Guest Columns

Are STRs evil?
Richard F.

August 2, 2021

 

A small favorite town of mine just announced a "moratorium" on issuing new STR permits.

Previously they had set a cap to control STR’s. People would join a waitlist. When permitted homes sold, their permits did NOT transfer to the new owners.

Apparently, the ‘wise’ elected officials found their own rules insufficient and continued to blame rising home prices on STR’s. Their illogical logic went something like this, "we have a workforce (affordable) housing problem. The wealthy second home owners buying $2-$5mm + homes are the problem. They can offset their costs by running illegal hotels and ruining our neighborhood."

A few thoughts:
- by their own admission, no local hourly worker is buying or living in these $2-$5mm homes. So, they’ve identified a problem but are pointing to the wrong cause.
- these wealthy homeowners are providing a service to the community. Since there are no hotels to speak of, visitors must stay in a VRBO or Airbnb. Or, else there are no visitors.
- no visitors is a bigger problem. Without visitors, all the service businesses (restaurants, guides, tours, etc) and retail shops would go out of business as the small local population wouldn’t keep them afloat. And, without the lodging taxes, the community likely would have a budget shortfall and have to make some tough decisions, "do we not repair the roads or should we stop the public school renovation?"

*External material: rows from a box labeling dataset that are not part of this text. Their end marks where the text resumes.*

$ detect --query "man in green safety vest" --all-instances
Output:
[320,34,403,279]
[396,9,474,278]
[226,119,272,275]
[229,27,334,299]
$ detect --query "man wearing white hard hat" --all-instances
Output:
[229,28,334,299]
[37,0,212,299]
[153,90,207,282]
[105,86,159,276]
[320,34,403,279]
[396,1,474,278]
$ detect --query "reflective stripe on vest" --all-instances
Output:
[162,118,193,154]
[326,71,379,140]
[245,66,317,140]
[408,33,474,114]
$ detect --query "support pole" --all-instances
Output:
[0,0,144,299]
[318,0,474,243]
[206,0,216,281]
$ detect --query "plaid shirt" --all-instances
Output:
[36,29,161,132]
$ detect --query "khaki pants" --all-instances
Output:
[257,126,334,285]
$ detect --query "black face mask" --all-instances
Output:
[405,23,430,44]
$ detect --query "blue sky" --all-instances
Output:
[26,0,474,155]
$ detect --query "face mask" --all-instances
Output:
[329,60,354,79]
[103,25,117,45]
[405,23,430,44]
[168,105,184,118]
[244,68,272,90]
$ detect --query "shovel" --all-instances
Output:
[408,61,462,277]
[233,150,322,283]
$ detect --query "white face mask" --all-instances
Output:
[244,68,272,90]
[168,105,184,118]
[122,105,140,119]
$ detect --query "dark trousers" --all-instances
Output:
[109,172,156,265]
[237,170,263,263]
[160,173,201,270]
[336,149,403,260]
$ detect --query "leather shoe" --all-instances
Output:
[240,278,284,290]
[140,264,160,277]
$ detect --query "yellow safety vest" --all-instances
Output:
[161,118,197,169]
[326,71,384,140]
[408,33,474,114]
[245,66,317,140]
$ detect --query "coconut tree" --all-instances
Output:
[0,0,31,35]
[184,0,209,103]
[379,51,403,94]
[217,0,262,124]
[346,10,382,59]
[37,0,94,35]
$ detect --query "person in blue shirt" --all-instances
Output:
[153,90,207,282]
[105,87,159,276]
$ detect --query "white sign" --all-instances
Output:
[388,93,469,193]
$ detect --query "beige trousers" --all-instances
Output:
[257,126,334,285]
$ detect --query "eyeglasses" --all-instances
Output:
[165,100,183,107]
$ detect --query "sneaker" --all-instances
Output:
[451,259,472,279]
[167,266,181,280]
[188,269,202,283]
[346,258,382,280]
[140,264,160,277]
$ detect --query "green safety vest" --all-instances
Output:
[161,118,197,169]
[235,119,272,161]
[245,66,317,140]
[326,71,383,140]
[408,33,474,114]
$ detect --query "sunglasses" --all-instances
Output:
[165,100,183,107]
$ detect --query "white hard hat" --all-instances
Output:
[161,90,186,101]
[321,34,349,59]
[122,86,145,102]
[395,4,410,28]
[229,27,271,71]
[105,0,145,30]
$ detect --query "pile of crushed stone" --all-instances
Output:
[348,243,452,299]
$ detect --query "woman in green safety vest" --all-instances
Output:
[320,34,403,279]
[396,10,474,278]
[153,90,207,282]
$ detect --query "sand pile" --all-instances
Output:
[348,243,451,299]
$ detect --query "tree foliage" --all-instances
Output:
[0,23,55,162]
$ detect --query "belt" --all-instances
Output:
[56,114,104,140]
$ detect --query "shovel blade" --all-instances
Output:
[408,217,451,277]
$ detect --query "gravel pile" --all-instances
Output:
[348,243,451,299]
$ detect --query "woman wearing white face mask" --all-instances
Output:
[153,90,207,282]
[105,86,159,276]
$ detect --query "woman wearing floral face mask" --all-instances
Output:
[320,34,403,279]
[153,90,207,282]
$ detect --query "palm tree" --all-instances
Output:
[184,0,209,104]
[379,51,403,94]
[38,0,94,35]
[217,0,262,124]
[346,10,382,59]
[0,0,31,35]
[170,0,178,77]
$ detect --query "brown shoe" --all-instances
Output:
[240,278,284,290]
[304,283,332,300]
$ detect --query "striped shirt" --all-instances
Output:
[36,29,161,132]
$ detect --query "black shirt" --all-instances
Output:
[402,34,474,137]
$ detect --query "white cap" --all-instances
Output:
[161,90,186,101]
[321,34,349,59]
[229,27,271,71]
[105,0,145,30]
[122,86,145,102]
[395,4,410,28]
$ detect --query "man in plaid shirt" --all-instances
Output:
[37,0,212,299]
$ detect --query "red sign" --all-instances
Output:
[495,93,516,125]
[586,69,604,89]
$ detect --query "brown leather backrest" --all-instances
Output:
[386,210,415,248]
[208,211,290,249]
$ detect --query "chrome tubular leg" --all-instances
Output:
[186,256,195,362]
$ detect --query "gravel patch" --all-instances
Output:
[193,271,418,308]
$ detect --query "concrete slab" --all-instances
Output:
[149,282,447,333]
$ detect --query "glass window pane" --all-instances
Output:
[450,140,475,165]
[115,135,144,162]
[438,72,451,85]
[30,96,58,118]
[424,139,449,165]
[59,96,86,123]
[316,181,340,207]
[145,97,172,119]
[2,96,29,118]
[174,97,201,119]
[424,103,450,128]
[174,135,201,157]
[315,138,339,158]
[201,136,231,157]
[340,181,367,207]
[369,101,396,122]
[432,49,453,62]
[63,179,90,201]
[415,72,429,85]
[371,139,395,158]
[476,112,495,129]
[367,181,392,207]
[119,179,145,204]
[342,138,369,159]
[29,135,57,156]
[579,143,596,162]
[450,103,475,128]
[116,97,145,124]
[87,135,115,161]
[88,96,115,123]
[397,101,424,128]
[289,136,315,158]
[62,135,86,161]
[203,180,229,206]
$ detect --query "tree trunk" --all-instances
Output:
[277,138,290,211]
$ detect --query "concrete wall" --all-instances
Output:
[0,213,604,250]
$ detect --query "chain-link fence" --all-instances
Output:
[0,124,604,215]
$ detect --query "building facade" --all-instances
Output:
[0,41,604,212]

Now, maybe I’m imagining this… BUT… I have seen a large amount of single family homes but the market since this surprise announcement. And, more worrisome, I’ve seen multiple price reductions!  In this bull market, there are multiple price reductions!

This isn’t surprising.

A home that has restrictions is worth less than an unrestricted home. Pretty simple.

I recently filmed a video discussing "free optionality" and how that can lead to opportunities. The inverse is true too. Limited options is worth less.

However, these homes (unfortunately) are being sold to other wealthy home owners. Those that are wealthy enough to not rent them out. Or share their wealth with others. So, when the owner isn’t in residence (11 months a year on average), the home is dark. No lights. No action. No restaurant spend. No retail spend. No services spend. No spend. Just dark.

I’m super curious and watching, learning from this. I’ll keep you updated!

What do you think will happen to housing prices due to this moratorium? How about to workforce / affordable housing?